It is hardly a secret that when it comes to offshore drilling, Sen. John McCain was against the idea before he was for it. On Monday, the Arizona Republican told a crowd in Texas that he was abandoning his long-time support for a federal moratorium on drilling along the nation's coastlines in favor of allowing states to decide for themselves.
But how recent a convert is McCain to this position?
In late May, during a campaign town hall, McCain was asked about the prospect of coastal drilling. His answer then was far more nebulous and skeptical of the idea compared to his recent, full-throated endorsement.
On a campaign stop in Greensdale, Wisconsin, the Senator suggested that turning to the nation's coast for energy needs would be something of a waste in time and effort and do little to resolve America's broader energy needs.
"[W]ith those resources, which would take years to develop, you would only postpone or temporarily relieve our dependency on fossil fuels," McCain said when asked about offshore drilling. "We are going to have to go to alternative energy, and the exploitation of existing reserves of oil, natural gas, even coal, and we can develop clean coal technology, are all great things. But we also have to devote our efforts, in my view, to alternative energy sources, which is the ultimate answer to our long-term energy needs, and we need it sooner rather than later."
Those remarks differ widely from the sentiment offered by the Senator yesterday, in which he presented coastal drilling as a move that would "be very helpful in the short term resolving our energy crisis."
"I believe it is time for the federal government to lift these restrictions and to put our own reserves to use," he said on Tuesday, "as a matter of fairness to the American people, and a matter of duty for our government, we must deal with the here and now, and assure affordable fuel for America by increasing domestic production."
In part because of these limited benefits, McCain was far cooler to the idea of ending to federal moratorium on drilling offshore back in May. Responding to an audience question, the presumptive GOP nominee stated his respect for states' rights while adding a healthy dose of concern about forcing states to open up their coasts.

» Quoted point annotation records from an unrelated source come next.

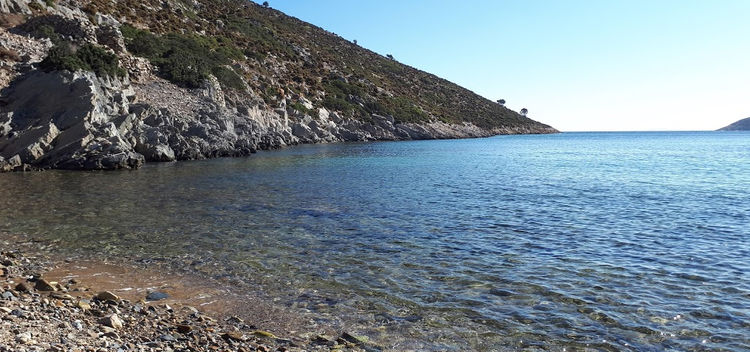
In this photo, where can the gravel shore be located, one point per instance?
(40, 314)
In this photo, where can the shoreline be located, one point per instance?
(49, 302)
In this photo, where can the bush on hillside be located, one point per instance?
(89, 57)
(186, 60)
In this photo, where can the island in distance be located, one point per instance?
(741, 125)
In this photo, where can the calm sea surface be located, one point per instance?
(605, 241)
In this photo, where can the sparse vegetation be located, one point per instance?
(9, 54)
(186, 60)
(90, 57)
(280, 54)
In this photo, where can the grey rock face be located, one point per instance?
(15, 6)
(65, 120)
(80, 121)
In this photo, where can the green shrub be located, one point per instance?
(186, 60)
(89, 57)
(228, 78)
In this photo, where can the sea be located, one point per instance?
(620, 241)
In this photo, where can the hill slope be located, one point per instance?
(741, 125)
(130, 81)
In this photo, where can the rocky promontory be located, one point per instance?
(97, 85)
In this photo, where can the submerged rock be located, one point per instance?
(156, 296)
(112, 321)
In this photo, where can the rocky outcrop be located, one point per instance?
(15, 6)
(741, 125)
(65, 120)
(78, 120)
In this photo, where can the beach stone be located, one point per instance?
(44, 285)
(156, 296)
(78, 325)
(23, 287)
(83, 305)
(112, 321)
(8, 296)
(107, 296)
(233, 336)
(167, 337)
(25, 338)
(261, 333)
(61, 296)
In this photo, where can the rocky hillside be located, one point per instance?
(102, 84)
(741, 125)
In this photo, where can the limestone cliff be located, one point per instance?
(75, 96)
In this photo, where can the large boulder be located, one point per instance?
(15, 6)
(66, 120)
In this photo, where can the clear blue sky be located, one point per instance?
(600, 65)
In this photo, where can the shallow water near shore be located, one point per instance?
(607, 241)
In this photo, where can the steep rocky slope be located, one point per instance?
(741, 125)
(99, 84)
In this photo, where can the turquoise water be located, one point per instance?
(601, 241)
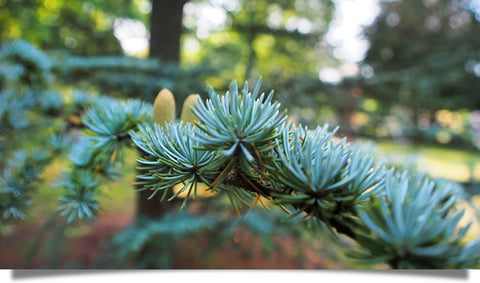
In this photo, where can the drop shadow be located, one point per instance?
(451, 274)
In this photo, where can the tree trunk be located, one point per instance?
(166, 29)
(165, 32)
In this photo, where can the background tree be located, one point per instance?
(439, 65)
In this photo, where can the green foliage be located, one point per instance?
(314, 175)
(17, 182)
(80, 198)
(412, 225)
(238, 124)
(33, 66)
(171, 160)
(437, 68)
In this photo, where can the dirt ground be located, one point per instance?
(88, 245)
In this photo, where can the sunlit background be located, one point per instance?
(401, 75)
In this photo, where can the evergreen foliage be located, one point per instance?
(240, 145)
(312, 175)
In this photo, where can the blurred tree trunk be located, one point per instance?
(165, 33)
(166, 29)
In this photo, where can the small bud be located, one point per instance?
(187, 113)
(164, 107)
(292, 119)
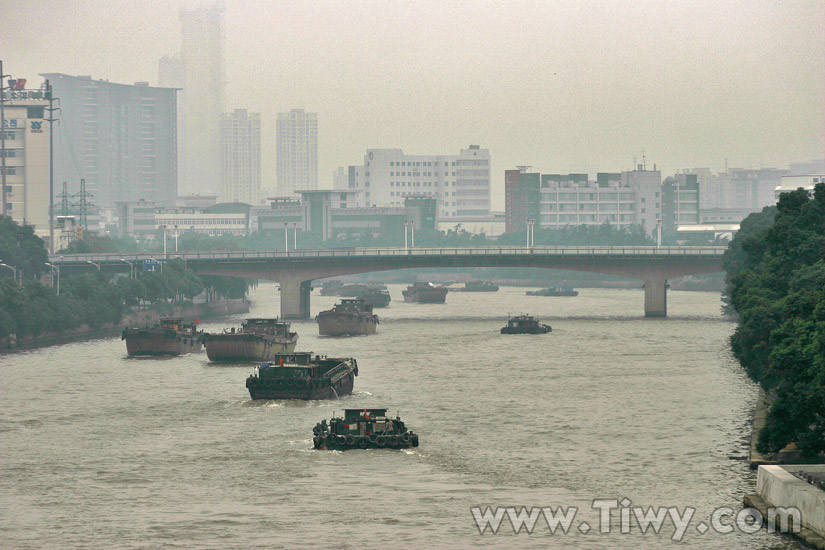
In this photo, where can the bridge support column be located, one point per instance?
(295, 298)
(656, 296)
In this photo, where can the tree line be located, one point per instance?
(776, 272)
(30, 308)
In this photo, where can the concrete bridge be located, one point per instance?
(296, 269)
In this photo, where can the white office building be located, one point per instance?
(199, 71)
(461, 183)
(241, 157)
(296, 134)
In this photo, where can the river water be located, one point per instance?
(102, 451)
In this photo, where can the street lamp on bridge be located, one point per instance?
(13, 269)
(57, 269)
(130, 267)
(530, 240)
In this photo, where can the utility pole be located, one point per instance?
(83, 205)
(51, 108)
(3, 134)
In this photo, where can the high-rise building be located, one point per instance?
(198, 71)
(25, 135)
(461, 183)
(120, 138)
(241, 157)
(297, 150)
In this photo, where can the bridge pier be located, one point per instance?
(295, 298)
(655, 296)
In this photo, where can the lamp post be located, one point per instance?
(57, 269)
(13, 270)
(130, 267)
(3, 212)
(164, 240)
(659, 233)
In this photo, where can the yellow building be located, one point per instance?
(25, 136)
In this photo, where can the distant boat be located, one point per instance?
(477, 286)
(301, 375)
(337, 288)
(425, 293)
(169, 337)
(258, 339)
(350, 317)
(555, 290)
(376, 297)
(525, 324)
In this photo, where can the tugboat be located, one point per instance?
(169, 337)
(301, 375)
(425, 293)
(478, 286)
(376, 297)
(351, 316)
(257, 340)
(363, 429)
(525, 324)
(555, 290)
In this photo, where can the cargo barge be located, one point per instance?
(259, 339)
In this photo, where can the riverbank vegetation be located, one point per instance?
(30, 308)
(776, 272)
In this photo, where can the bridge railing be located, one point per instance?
(246, 255)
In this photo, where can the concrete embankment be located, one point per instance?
(208, 310)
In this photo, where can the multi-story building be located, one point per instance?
(461, 183)
(241, 157)
(558, 200)
(198, 71)
(120, 138)
(25, 147)
(804, 181)
(329, 213)
(737, 189)
(297, 151)
(143, 218)
(522, 194)
(680, 202)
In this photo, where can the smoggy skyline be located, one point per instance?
(568, 86)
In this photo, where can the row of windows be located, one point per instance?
(415, 184)
(185, 222)
(416, 174)
(585, 218)
(411, 163)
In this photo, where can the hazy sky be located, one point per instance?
(564, 86)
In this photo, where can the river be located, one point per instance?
(103, 451)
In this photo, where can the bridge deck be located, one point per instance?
(566, 251)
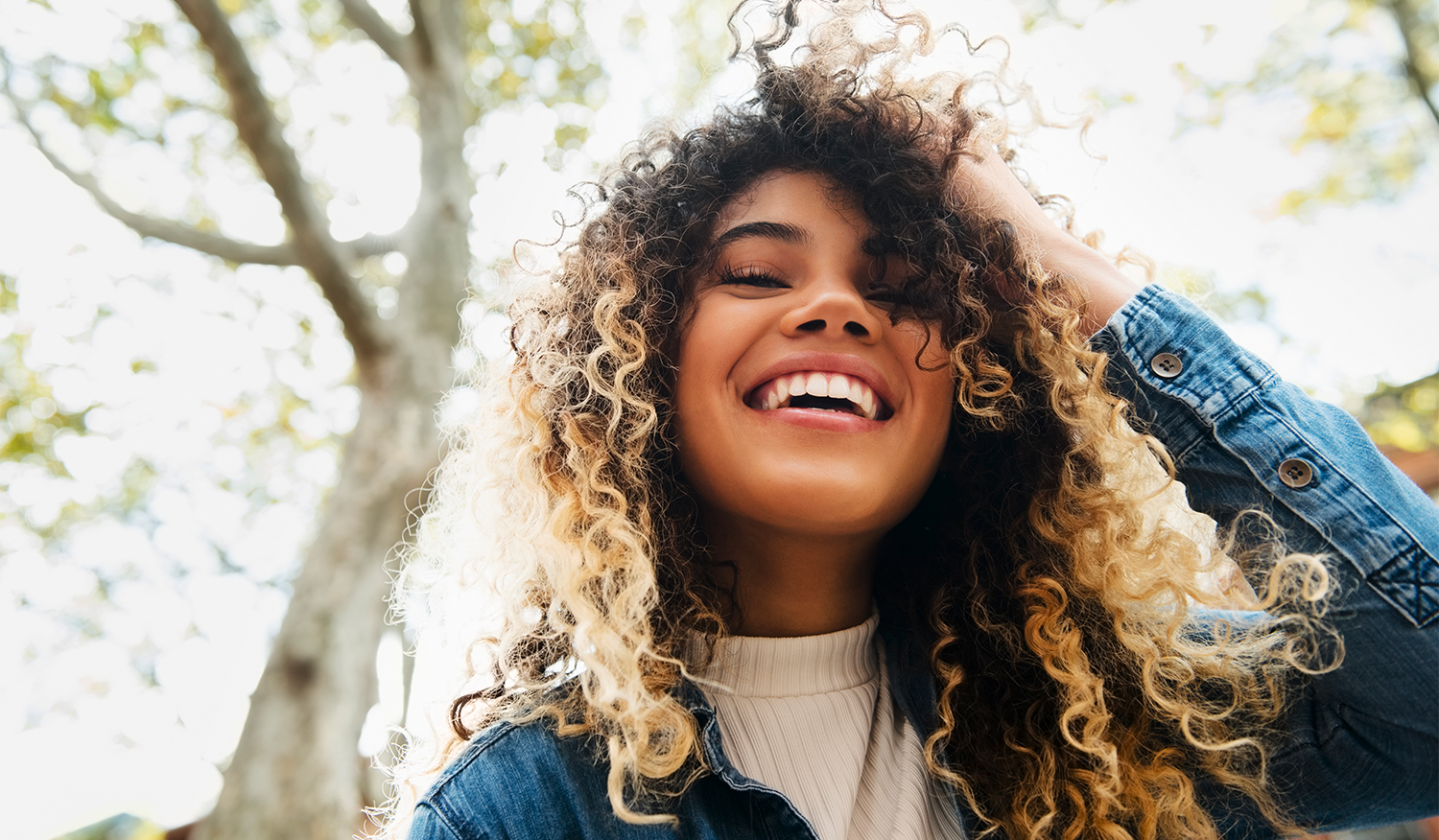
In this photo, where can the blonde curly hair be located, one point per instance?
(1078, 692)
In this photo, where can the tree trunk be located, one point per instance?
(296, 773)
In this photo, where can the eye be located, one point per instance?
(750, 276)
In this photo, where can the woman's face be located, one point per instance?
(800, 406)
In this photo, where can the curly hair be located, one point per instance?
(1078, 692)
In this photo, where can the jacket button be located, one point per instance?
(1166, 364)
(1295, 472)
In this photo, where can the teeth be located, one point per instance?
(819, 385)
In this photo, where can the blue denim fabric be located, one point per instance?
(1360, 745)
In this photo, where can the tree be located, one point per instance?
(295, 773)
(1367, 72)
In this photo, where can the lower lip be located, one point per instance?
(820, 419)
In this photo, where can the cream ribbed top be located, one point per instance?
(812, 718)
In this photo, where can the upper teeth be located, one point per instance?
(777, 391)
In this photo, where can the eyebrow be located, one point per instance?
(779, 230)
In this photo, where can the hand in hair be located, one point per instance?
(987, 184)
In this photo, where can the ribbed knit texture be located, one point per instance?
(812, 718)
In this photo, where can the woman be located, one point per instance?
(816, 508)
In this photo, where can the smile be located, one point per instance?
(819, 390)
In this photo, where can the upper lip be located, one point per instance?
(832, 362)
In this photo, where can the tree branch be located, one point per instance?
(1407, 20)
(420, 35)
(394, 45)
(261, 131)
(152, 226)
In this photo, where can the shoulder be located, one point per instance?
(515, 782)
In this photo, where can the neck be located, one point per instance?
(794, 584)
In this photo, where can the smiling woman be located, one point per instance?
(816, 506)
(809, 422)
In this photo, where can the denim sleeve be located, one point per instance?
(1361, 742)
(429, 825)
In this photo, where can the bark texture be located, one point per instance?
(296, 773)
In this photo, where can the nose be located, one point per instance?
(837, 307)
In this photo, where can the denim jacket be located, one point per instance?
(1360, 745)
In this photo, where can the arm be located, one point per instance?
(1361, 742)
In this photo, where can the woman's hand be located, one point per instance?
(989, 186)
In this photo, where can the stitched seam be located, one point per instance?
(445, 819)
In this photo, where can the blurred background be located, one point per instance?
(239, 241)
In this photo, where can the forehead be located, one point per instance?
(797, 198)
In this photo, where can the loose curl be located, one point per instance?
(1050, 570)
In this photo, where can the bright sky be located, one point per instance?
(89, 735)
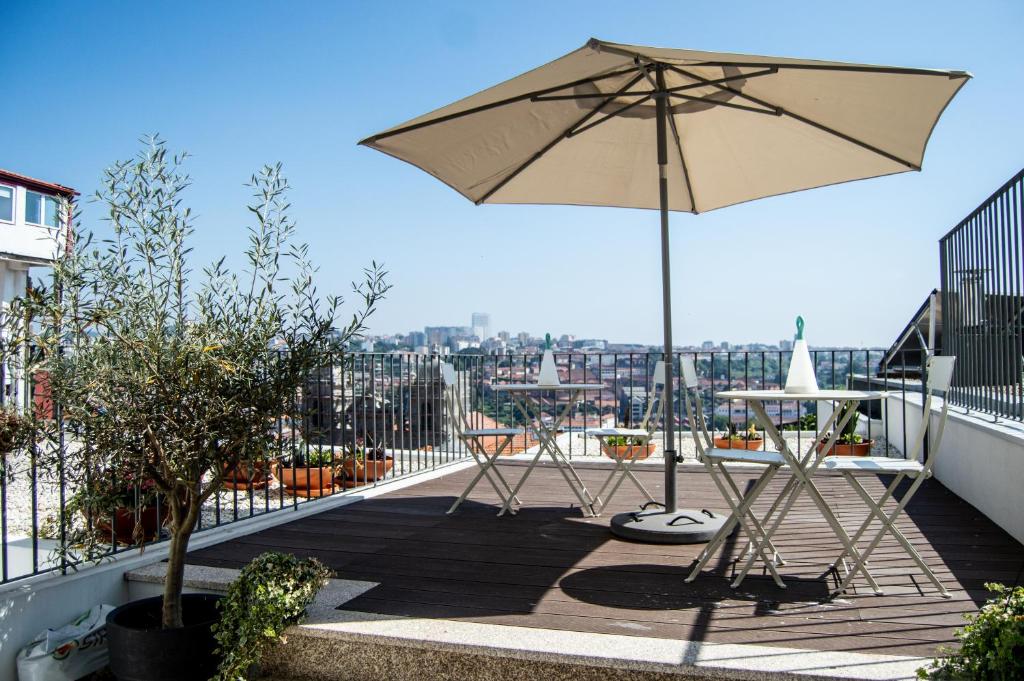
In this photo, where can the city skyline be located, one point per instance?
(855, 260)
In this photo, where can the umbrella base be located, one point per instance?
(686, 525)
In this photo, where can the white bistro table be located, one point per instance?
(526, 397)
(803, 465)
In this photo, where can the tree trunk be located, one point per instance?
(183, 517)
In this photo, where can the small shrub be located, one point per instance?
(271, 593)
(991, 643)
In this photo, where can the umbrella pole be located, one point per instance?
(669, 524)
(671, 503)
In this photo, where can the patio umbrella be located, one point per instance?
(619, 125)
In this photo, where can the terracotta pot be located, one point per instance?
(637, 452)
(357, 472)
(124, 518)
(859, 450)
(302, 481)
(248, 475)
(726, 443)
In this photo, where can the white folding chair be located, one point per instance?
(474, 440)
(715, 460)
(939, 374)
(640, 438)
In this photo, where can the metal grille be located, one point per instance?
(983, 304)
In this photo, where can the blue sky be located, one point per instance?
(240, 84)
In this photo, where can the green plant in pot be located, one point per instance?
(991, 645)
(733, 438)
(171, 375)
(849, 443)
(308, 471)
(365, 462)
(627, 447)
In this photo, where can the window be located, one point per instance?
(6, 204)
(40, 209)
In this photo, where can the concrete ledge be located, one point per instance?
(334, 644)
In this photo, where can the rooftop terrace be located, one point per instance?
(549, 568)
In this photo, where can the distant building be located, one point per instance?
(480, 326)
(33, 228)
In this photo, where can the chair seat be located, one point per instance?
(745, 456)
(619, 432)
(871, 465)
(493, 432)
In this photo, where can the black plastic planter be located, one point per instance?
(140, 650)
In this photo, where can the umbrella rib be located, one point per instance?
(682, 160)
(805, 121)
(728, 104)
(578, 130)
(851, 68)
(493, 104)
(547, 147)
(671, 90)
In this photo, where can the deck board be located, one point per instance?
(548, 566)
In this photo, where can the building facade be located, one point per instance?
(34, 221)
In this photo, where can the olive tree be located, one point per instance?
(172, 377)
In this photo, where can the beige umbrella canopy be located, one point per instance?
(580, 130)
(620, 125)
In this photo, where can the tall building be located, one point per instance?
(481, 325)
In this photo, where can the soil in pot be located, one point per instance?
(359, 472)
(124, 523)
(637, 452)
(727, 443)
(856, 450)
(140, 650)
(248, 475)
(302, 481)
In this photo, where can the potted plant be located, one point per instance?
(121, 507)
(308, 472)
(732, 439)
(174, 376)
(849, 442)
(627, 447)
(365, 463)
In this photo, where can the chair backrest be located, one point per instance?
(694, 407)
(453, 399)
(940, 376)
(655, 399)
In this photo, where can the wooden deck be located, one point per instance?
(550, 567)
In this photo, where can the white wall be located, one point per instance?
(27, 240)
(980, 461)
(29, 606)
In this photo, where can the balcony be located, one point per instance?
(549, 588)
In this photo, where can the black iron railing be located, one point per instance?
(982, 270)
(393, 402)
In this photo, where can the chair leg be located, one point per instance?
(889, 526)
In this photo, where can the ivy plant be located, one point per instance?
(271, 593)
(991, 643)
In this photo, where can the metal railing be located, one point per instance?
(982, 272)
(394, 401)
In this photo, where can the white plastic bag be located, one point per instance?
(67, 653)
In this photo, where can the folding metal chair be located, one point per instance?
(643, 435)
(474, 440)
(714, 460)
(939, 375)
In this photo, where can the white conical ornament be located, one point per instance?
(549, 373)
(801, 377)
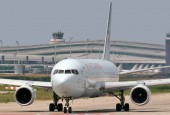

"Can I just say that this young man just pointed out that that he believes in states' rights, and so do I. And the people of Louisiana decided that they wanted to drill off of their coast. And they do. The people of California and the people of Florida, those two states decided that they didn't. What I would like to do, frankly, is to maybe give them a greater source of the revenues to help maybe encourage them to allow some kind of exploration far off of their shores. But if I told the state of California, you've got to have drilling off of your coast, that would frankly be a contradiction of what were just talking about, about -- that's their land and that's off of their coast."
That McCain would, two weeks later, offer a full endorsement of removing federal restrictions on the drilling practice seems hard to attribute to the high price of gas (after all, gas prices were similarly priced in late May), but rather political posturing. A Republican with an environmentalism streak, the Senator has long stood against drilling offshore, arguing that longer-term solutions were needed to end the energy crisis. But the general election has changed that dynamic.
On other issues as well, McCain has found himself back-tracking from his prior advocacy.
In mid-May 2008, for example, the Senator was quoted saying he didn't "like obscene profits being made anywhere," and, as such, would be "glad to look" at a windfall profits tax on oil companies. Yesterday, however, he criticized Barack Obama for wanting "a windfall profits tax on oil to go along with the new taxes he also plans for coal and natural gas."
Update: McCain's position also seems at odds with a study recently completed by the U.S. Energy Information Administration (EIA) which in their Annual Energy Outlook 2007, reported:
"The projections in the OCS access case indicate that access to the Pacific, Atlantic, and eastern Gulf regions would not have a significant impact on domestic crude oil and natural gas production or prices before 2030."